Like most concepts related to antiracism, the term ‘white fragility’ evokes an unhealthy asymmetry. One of the reasons that white people can exhibit fragility is that all people can exhibit fragility. All of us are sensitive to perceived attacks and can react defensively to challenges to our point of view. Therefore, all of us -not just whites- should consciously work to retain a posture of openness, humility, and charity in dialogue.
Second, the concept of ‘white fragility’ often involves a Kafka trap: a situation in which your denial of an accusation is taken as evidence of your guilt. In her book, DiAngelo lists the following symptoms of ‘white fragility’: feeling “singled out,” “attacked,” “silenced,” or “judged,” or making statements like “I already know all this”, “You are generalizing” or “I disagree.” (DiAngelo, White Fragility, p. 117).
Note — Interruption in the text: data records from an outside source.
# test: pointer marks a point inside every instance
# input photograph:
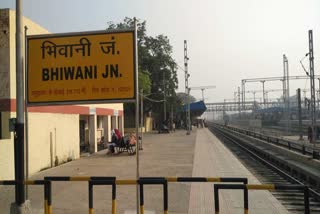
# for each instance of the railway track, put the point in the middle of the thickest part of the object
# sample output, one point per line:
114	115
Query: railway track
268	173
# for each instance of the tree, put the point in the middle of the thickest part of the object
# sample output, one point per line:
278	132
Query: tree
157	69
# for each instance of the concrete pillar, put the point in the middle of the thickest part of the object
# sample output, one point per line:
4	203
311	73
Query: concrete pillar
93	133
114	122
106	129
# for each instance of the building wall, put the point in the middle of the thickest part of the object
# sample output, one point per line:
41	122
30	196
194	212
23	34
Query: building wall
53	135
56	136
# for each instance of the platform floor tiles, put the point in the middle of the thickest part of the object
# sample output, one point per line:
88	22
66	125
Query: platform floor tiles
213	159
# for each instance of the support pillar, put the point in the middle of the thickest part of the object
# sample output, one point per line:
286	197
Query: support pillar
93	133
120	124
106	129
This kind of double-bind is plainly visible in Henny’s Self-Test quoted above, and led author James Lindsay of the Sokal^2 hoax to offer a parody: “If you insist that the only people we should call Nazis are actual Nazis, that’s because you’re a Nazi. I call this theory Nazi Fragility, and it’s true because if you think it’s not, that’s because you’re showing it, because you’re a Nazi.”
If we’re concerned with ‘white fragility’ because it might shut down important conversations, we should probably be just as concerned that accusations of ‘white fragility’ will shut down the same conversations. The solution is not found in trading counter-accusations, but in both parties committing equally to principles of active listening, grace, and self-reflection.